Why do I not get $.03 every time someone uses a bathroom I install?

There are many wierd twists and turns to music as intelectual property.

What if Einstien had trademarked E=MC^2 (tm). And insisted that $.03 get sent to him every time someone wanted to read, use, or even think too hard about his ideas?

I know the reality of being a starving artist much more than a lot of people in the music industry, including the artists.
Does Bob still get royalties for his older stuff? Why don't I?
posted by Balisong at 12:45 PM on May 24, 2005


He's not wanting to get paid for having made the album, he wants the people who want to own the album to pay for it.

doesn't look that way to me, he wants me to buy it before I even hear it. How am I supposed to know if I want to own it?

(not that I endorse several record-company-can-save-your-ass comments floated above.)
posted by victors at 12:46 PM on May 24, 2005


Of course he ought to be compensated when someone uses/enjoys something he's created - particularly if what he created was meant to be sold - but he's taking a (huge) gamble trying to make money by releasing music the way he's doing it - I just felt that he's coming off sounding like he's blaming his fans for his gamble (potentially) not paying off.
posted by soplerfo at 12:52 PM on May 24, 2005


doesn't look that way to me, he wants me to buy it before I even hear it. How am I supposed to know if I want to own it?

Dunno, but that doesn't mean that he wants to get paid for having made the album. He's selling it, for a certain price. He wants the people who want to own the album to pay for it.

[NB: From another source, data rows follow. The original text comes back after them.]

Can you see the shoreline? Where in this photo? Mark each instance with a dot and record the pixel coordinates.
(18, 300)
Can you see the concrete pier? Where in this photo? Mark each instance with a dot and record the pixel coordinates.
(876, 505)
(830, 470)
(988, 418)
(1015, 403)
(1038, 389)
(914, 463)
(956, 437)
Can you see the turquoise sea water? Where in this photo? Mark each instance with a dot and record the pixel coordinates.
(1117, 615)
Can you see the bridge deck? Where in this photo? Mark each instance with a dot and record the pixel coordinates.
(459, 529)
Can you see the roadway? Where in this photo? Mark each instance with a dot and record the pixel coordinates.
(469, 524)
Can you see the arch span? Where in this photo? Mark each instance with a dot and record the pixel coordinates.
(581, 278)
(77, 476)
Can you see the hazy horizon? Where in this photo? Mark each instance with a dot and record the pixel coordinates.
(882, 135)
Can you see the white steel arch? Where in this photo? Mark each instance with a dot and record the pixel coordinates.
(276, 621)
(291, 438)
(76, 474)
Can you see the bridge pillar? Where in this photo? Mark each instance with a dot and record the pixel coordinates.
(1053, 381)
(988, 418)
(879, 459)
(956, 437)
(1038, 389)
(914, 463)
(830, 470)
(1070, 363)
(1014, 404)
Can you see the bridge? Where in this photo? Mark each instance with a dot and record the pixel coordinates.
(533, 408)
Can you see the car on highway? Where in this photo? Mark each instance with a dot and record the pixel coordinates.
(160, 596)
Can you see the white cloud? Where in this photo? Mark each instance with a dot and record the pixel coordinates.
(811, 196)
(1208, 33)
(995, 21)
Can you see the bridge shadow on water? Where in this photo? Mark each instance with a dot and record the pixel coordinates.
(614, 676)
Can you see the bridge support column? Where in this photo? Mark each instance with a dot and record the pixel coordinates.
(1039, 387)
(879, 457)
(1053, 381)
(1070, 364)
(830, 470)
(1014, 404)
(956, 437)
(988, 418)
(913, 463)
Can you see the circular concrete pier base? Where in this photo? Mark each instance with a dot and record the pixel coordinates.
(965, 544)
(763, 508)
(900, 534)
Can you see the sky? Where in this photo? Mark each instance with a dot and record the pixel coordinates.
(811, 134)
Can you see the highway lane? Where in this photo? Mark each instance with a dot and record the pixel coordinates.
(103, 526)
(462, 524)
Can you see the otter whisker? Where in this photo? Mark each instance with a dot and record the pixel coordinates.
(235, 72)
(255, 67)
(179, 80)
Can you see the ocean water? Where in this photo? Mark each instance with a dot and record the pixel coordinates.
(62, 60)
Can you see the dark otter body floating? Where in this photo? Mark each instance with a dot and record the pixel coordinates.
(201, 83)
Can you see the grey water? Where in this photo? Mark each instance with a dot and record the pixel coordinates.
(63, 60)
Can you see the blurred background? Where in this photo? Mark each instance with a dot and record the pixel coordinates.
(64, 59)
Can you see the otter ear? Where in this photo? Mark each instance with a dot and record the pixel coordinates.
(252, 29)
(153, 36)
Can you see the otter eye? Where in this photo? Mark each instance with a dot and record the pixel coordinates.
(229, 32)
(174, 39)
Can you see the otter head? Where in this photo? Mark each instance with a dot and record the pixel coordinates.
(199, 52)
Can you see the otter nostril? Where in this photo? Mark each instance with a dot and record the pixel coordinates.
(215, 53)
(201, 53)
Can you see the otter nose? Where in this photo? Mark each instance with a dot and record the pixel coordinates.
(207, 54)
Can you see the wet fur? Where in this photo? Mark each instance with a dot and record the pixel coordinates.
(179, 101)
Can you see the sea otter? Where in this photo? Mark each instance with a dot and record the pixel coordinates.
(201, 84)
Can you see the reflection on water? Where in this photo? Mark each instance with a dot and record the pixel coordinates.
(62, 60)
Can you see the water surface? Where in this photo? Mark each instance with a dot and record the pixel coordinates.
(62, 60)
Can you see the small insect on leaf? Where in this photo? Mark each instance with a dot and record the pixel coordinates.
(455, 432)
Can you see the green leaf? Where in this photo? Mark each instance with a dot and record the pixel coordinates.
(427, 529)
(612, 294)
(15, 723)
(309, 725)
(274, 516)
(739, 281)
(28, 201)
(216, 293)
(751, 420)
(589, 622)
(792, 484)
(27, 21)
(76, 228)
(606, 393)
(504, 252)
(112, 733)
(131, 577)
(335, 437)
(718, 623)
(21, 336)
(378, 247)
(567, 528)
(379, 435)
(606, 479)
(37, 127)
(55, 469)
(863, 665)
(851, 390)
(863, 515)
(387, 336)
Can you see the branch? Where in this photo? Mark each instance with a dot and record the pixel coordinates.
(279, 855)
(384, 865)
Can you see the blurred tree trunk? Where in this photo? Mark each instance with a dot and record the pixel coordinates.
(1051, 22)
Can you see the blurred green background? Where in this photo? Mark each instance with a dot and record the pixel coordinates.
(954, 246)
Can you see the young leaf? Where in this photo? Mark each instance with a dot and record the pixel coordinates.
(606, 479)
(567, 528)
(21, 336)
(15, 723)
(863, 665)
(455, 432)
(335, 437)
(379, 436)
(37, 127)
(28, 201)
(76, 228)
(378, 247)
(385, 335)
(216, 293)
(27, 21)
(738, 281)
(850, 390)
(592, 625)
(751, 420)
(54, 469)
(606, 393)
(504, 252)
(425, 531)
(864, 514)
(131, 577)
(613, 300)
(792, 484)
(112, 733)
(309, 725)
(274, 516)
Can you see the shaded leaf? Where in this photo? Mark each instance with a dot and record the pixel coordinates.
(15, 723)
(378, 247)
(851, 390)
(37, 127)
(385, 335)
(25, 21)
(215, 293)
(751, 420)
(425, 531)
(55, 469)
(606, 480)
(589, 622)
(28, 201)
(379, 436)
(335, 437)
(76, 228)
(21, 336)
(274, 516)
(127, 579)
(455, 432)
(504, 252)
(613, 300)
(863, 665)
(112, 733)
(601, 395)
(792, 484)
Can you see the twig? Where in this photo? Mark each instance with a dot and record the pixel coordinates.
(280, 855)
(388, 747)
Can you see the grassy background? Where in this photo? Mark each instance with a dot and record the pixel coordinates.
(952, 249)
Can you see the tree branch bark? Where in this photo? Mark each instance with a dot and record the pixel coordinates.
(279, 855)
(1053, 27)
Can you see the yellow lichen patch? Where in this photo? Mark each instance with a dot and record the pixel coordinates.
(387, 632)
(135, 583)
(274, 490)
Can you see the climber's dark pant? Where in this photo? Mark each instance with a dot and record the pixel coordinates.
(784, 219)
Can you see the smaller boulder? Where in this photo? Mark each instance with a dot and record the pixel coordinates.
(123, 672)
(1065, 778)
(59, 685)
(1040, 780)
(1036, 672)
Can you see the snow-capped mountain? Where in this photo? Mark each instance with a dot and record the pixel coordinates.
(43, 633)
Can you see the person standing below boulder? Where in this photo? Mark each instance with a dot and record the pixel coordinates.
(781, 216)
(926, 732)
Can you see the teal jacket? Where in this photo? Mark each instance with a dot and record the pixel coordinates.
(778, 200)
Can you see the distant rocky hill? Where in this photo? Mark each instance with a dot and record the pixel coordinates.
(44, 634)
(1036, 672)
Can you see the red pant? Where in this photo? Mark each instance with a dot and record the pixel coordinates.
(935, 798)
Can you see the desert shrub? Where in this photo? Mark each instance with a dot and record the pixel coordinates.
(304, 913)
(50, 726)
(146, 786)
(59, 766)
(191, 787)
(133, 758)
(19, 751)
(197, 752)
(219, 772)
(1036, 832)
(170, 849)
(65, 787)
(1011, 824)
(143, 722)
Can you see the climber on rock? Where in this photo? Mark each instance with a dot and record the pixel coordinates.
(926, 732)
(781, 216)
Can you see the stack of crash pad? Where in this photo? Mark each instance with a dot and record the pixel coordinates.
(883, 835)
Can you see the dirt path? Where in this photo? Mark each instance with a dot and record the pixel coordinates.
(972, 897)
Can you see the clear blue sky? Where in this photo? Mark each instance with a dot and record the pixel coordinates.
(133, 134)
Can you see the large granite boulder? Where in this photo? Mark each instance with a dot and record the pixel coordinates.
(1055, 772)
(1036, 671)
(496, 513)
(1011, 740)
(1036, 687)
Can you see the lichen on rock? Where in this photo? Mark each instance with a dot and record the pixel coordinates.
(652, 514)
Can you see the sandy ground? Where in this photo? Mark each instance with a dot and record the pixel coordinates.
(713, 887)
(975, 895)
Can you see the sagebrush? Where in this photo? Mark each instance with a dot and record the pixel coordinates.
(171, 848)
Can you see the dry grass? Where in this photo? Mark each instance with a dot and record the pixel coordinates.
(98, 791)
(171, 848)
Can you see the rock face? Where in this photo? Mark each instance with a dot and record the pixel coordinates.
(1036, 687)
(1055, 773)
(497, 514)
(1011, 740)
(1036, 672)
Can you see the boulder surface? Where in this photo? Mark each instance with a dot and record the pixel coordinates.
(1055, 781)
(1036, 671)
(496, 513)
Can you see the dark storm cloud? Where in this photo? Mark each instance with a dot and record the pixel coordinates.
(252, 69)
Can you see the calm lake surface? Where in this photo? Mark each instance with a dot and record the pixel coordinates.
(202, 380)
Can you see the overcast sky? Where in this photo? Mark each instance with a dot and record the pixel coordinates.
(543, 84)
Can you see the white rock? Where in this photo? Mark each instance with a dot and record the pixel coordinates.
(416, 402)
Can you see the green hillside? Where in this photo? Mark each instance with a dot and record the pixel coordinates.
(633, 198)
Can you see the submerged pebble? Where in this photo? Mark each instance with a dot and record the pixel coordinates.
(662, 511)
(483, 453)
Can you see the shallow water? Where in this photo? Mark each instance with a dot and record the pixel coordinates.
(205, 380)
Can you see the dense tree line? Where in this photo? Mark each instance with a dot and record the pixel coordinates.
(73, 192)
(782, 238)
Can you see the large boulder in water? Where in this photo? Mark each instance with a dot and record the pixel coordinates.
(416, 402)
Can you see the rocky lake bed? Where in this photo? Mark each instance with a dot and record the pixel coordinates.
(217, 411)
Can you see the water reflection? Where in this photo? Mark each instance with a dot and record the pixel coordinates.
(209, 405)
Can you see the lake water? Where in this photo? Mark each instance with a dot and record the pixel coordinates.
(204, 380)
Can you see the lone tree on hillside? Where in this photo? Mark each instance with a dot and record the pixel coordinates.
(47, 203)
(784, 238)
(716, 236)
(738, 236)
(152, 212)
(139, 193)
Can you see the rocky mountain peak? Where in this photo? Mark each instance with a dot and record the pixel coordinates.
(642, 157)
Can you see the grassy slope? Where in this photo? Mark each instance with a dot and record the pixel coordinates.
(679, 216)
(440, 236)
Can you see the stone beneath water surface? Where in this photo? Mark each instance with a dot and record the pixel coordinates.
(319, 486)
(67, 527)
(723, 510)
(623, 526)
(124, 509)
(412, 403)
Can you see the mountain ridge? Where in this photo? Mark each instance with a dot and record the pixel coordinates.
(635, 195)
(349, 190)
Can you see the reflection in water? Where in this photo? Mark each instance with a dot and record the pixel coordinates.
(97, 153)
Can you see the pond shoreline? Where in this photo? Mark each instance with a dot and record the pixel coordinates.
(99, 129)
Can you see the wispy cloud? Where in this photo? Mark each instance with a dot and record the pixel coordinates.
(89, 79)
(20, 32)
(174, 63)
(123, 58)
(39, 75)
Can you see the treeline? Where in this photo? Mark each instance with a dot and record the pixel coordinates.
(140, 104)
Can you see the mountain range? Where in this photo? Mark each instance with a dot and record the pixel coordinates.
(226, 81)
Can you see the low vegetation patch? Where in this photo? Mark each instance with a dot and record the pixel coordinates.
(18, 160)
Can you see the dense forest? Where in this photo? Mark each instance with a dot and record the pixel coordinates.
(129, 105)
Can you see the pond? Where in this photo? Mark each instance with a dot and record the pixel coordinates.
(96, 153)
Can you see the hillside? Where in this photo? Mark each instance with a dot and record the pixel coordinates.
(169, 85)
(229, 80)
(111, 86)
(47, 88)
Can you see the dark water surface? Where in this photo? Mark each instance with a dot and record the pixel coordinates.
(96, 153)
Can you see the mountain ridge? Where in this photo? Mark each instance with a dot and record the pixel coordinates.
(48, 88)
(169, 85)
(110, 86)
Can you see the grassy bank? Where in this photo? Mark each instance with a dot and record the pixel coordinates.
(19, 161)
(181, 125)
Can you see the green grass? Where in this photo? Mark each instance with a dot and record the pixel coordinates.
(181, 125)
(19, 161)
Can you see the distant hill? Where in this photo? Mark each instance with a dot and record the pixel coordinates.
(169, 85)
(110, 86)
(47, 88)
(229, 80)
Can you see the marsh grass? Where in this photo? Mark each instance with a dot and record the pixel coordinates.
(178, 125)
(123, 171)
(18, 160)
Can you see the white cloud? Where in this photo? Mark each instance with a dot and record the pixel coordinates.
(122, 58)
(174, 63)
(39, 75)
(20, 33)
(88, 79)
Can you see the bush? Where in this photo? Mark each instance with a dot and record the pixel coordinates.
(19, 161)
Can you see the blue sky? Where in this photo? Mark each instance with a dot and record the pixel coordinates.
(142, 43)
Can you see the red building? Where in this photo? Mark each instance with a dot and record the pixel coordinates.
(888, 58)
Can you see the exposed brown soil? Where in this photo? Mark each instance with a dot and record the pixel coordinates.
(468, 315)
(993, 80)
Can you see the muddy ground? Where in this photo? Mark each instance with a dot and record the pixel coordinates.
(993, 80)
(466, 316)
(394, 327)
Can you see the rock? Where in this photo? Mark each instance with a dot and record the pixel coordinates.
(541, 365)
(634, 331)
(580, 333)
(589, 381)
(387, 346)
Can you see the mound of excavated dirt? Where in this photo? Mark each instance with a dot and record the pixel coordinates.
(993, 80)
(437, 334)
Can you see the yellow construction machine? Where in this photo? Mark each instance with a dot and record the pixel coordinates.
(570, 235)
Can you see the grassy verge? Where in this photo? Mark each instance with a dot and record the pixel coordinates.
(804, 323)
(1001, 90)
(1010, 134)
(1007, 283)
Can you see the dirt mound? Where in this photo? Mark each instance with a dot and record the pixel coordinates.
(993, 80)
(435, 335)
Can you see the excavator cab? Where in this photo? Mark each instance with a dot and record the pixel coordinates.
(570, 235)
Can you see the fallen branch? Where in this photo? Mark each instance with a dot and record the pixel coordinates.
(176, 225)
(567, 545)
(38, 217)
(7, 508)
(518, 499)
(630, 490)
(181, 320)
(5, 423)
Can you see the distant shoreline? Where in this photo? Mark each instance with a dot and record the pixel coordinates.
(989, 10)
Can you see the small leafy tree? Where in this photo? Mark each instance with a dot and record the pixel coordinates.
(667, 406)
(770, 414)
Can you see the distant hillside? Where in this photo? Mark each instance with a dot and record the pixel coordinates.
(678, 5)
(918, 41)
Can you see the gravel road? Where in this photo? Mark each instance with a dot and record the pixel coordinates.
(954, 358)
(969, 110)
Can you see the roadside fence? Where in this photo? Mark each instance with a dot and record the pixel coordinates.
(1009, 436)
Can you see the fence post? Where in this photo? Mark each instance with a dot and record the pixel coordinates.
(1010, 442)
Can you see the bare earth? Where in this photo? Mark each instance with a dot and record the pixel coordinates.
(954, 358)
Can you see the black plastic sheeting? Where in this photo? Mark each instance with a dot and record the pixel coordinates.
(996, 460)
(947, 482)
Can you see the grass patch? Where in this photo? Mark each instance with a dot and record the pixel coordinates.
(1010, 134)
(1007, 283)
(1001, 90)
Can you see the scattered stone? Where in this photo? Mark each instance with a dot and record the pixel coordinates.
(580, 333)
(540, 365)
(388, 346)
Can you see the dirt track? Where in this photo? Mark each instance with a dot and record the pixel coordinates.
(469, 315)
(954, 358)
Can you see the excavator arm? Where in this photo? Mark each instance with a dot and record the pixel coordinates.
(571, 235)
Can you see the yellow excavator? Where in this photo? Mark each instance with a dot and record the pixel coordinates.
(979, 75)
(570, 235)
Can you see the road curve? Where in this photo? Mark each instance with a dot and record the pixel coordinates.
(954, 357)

The fact that there are people who would want to buy it if they heard it first does not negate the fact that he wants to collect money from people who are going to be owning the album.
posted by 23skidoo at 12:58 PM on May 24, 2005


23skidoo writes "The art angle is a red-herring. No one deserves to get paid just for making art. Everyone deserves to get paid if someone else wants to own that art in some form. Not because it's art, but because it's a thing that takes time to make, that has a price that people are willing to pay. You don't want to pay that price, fine, then don't take the product.

"He's not wanting to get paid for having made the album, he wants the people who want to own the album to pay for it."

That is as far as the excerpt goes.